Adoro tutto ciò che disegna Francesca Ghermandi, grande autrice italiana di fumetti: segno morbidamente plastico, fortemente espressivo e assolutamente originale, grandi capacità tecniche di cromatismi e prospettive (un percorso da architetto, iniziato e poi abbandonato).
Rincorro i suoi disegni in ogni forma essa li concretizzi: siano albi di formato anomalo, bislacche storie di eroi/animali, avventure in mondi gommosi, illustrazioni per riviste o commenti visivi per i libri dei bambini.
Ma c’è un suo adorabile personaggio, uno su tutti, che mi ammalia con la stravagante poesia degli occhi di un bambino rimasta imprigionata nello sguardo dell’adulto.
Attraverso quello stesso sguardo io leggo Pastil (Pastille o Pasticca), anche se leggere non è l’espressione più legittima, visto che di parole non ce n’è nemmeno l’ombra (solo il titolo).
Dalla seconda di copertina: “Pastil racconta le avventure oniriche di una buffa ragazzina con la testa a forma di pastiglia che vive in un mondo fiabesco degno di Lewis Carroll, un paese delle meraviglie popolato di tronchi d’albero animati, biscotti dispettosi e corn-flakes imprevedibili…”

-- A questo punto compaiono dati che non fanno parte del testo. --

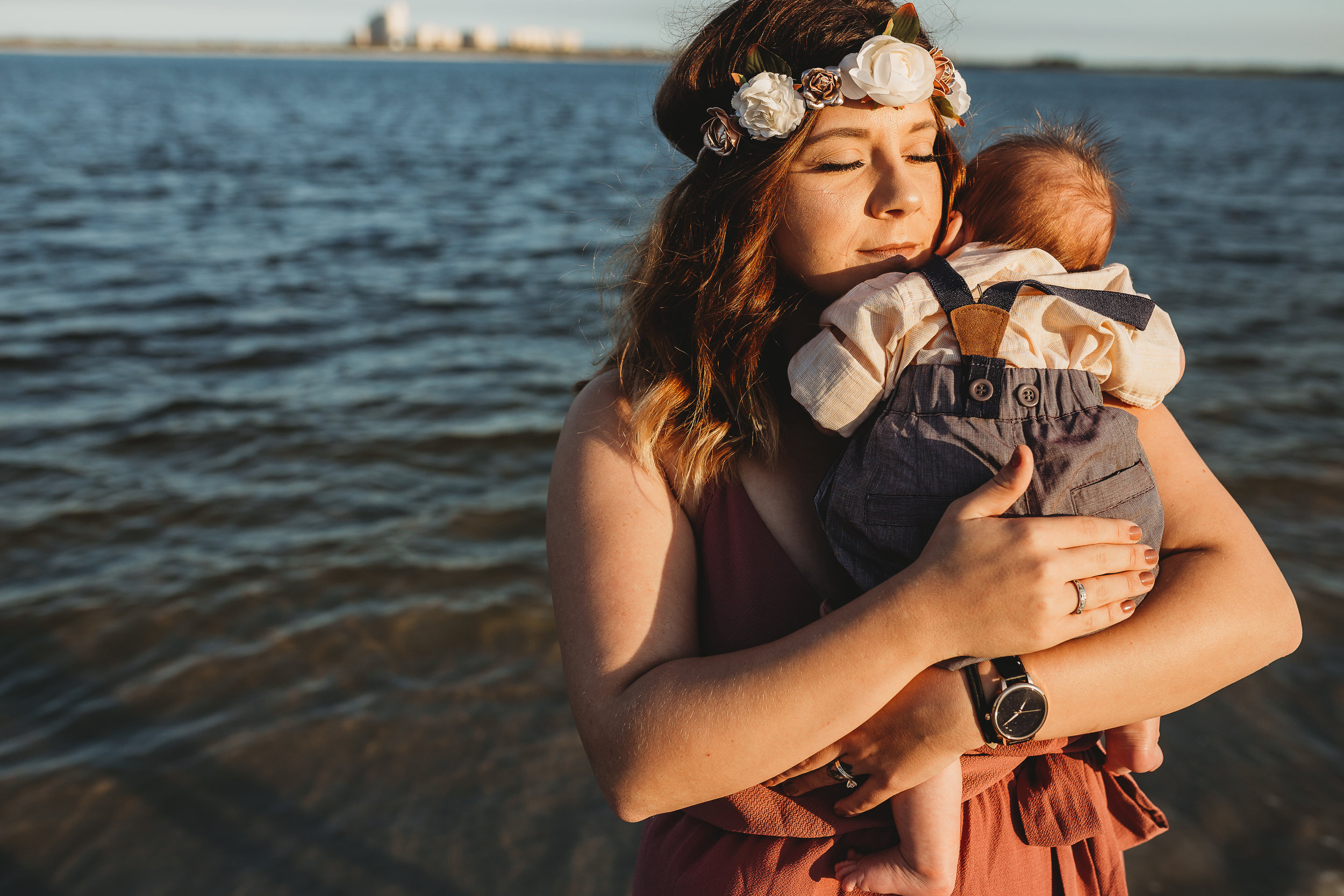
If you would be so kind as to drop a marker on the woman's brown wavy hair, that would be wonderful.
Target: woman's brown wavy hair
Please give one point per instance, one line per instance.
(702, 297)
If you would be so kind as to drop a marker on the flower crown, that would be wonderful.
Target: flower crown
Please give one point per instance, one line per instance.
(890, 70)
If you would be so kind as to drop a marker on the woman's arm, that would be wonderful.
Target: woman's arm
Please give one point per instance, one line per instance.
(667, 728)
(1219, 612)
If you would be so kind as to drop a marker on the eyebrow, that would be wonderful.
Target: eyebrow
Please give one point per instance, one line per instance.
(838, 132)
(862, 133)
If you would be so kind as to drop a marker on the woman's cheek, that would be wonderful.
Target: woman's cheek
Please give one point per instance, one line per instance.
(816, 234)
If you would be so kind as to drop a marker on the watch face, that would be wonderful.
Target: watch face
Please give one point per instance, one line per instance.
(1020, 711)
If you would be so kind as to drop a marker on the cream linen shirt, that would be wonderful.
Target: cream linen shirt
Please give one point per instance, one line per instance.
(886, 324)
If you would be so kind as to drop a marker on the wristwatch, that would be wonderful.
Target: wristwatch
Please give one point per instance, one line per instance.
(1017, 712)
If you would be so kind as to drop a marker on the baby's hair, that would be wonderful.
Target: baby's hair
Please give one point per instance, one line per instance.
(1052, 187)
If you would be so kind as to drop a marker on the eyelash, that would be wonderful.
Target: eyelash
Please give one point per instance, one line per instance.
(853, 166)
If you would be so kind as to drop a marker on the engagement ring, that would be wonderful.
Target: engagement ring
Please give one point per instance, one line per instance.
(840, 771)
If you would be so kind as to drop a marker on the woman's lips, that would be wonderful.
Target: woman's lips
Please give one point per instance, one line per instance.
(881, 253)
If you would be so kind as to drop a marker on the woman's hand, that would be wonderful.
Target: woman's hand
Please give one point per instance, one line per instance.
(924, 728)
(1004, 586)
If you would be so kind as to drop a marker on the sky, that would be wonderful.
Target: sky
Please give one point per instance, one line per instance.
(1286, 33)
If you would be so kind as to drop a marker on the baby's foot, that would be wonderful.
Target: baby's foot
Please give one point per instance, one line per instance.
(889, 872)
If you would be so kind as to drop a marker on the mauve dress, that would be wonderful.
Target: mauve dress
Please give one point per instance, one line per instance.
(1039, 817)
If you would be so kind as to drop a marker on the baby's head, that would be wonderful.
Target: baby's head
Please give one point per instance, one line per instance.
(1052, 187)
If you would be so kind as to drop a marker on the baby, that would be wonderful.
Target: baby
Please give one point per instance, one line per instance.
(939, 378)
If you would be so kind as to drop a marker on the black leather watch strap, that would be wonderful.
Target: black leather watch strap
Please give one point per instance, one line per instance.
(1011, 669)
(982, 704)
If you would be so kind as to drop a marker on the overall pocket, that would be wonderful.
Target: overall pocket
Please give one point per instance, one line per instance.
(1111, 497)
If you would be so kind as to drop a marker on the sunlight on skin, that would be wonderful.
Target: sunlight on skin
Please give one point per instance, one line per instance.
(864, 197)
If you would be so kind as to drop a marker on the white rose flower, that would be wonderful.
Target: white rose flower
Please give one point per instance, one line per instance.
(890, 71)
(960, 98)
(769, 106)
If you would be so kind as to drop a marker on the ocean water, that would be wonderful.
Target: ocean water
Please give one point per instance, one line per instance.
(285, 347)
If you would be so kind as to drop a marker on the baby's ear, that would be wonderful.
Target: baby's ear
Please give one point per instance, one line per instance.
(955, 237)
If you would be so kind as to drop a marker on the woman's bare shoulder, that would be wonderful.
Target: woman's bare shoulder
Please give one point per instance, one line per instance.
(598, 425)
(600, 412)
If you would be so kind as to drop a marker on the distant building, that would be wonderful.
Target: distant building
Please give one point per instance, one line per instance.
(570, 41)
(484, 37)
(530, 38)
(389, 28)
(431, 37)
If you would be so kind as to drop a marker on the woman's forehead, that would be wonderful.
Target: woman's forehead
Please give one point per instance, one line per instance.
(862, 123)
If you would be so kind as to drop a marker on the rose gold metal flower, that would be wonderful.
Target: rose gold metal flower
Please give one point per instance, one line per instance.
(721, 133)
(942, 81)
(820, 88)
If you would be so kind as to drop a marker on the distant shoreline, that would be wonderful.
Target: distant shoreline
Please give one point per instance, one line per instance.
(256, 49)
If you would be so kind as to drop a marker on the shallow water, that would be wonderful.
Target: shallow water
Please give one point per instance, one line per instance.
(287, 346)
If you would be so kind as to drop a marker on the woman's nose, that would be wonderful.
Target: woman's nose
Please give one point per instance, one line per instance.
(894, 195)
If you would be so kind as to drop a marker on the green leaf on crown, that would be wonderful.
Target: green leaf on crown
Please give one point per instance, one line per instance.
(760, 60)
(944, 108)
(905, 25)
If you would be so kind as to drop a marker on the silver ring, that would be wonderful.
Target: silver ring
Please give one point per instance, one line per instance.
(839, 771)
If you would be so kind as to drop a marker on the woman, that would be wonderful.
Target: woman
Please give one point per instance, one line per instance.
(689, 563)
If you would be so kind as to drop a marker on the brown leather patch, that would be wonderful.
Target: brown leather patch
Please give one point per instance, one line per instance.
(979, 328)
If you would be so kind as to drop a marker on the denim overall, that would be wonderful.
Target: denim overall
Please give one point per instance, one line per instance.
(944, 432)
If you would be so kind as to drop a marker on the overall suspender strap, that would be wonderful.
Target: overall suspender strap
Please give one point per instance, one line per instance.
(1125, 308)
(979, 328)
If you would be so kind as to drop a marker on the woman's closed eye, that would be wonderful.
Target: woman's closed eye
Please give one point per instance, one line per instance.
(840, 166)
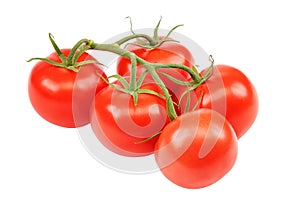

Questa è il solo elemento limpido delle avventure di Pastil.
La totale assenza delle parole dal fumetto dona alle immagini, alle inquadrature e al ritmo con cui si susseguono una totale e devastante potenza narrativa, immediata e coinvolgente quasi quanto un film.
E ad un film noir anni ’50 questo fumetto può assomigliare anche grazie al segno forte inciso e incisivo conferito dall’uso della grafite pura: un segno grave e nero arricchito dalle mille sfumature dei grigi.
In quelle sfumature ogni volta che rileggerete il fumetto troverete nuove probabili risoluzioni di una storia che risveglia le vostre sopite fanciullesche paure e fantasie.
Pastil si prende così: tutta d’un fiato e con gli occhi sgranati, magari prima di addormentarsi, per scivolare nella stessa dimensione onirica di cui son fatte quelle pagine.